The Queen his mother had begged not to see or touch him, and the King took pity on his wife, and took the child away the moment he was born. They had spent many sad months preparing for this day, and the King fed and cared for the baby with his own hands. He dared not allow anyone else.
When the first fair day arrived (for it was in the rainy autumn-time when the child was born), the King mounted a donkey with his baby son held in a sling across his heart, and bid his Queen and his palace farewell. The Queen would rule Colmar until his return, and that would be many years away. In the meantime the babe was his only concern.

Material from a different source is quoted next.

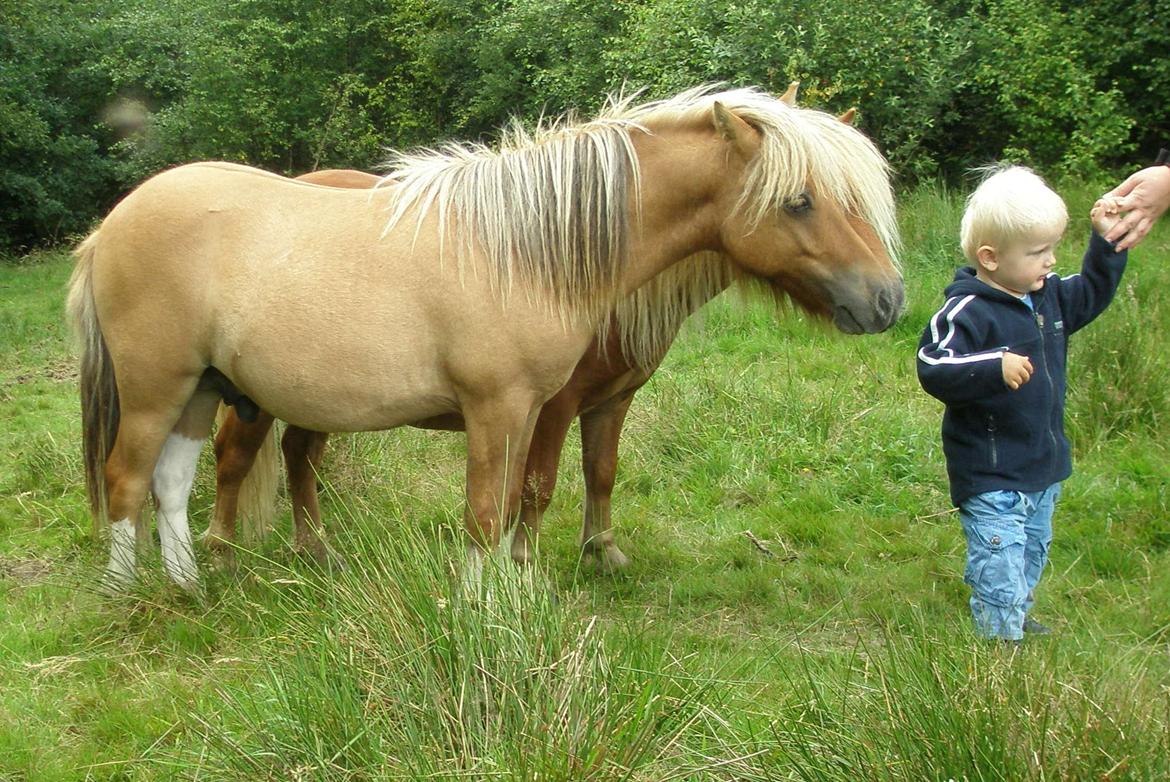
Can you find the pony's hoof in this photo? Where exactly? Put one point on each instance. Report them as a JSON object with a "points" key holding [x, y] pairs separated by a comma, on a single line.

The King rode away to the cottage prepared for him, deep in the Wilds where none other dared go, on pain of death. And there they remained always. The young King turned his strength to growing food and he put away thoughts of sorrow, for they were forbidden here.
The child grew, and was as fair and merry as his midwives had thought, and in him the King found much joy. And each day the King took the boy by the hand, and led him through fields where the red clover grew, by a silvery stream that played over rocks, and under the leaves of the old oak trees that danced in the wind and the sun. And the little one smiled at these things that he saw, and hid them away in his heart.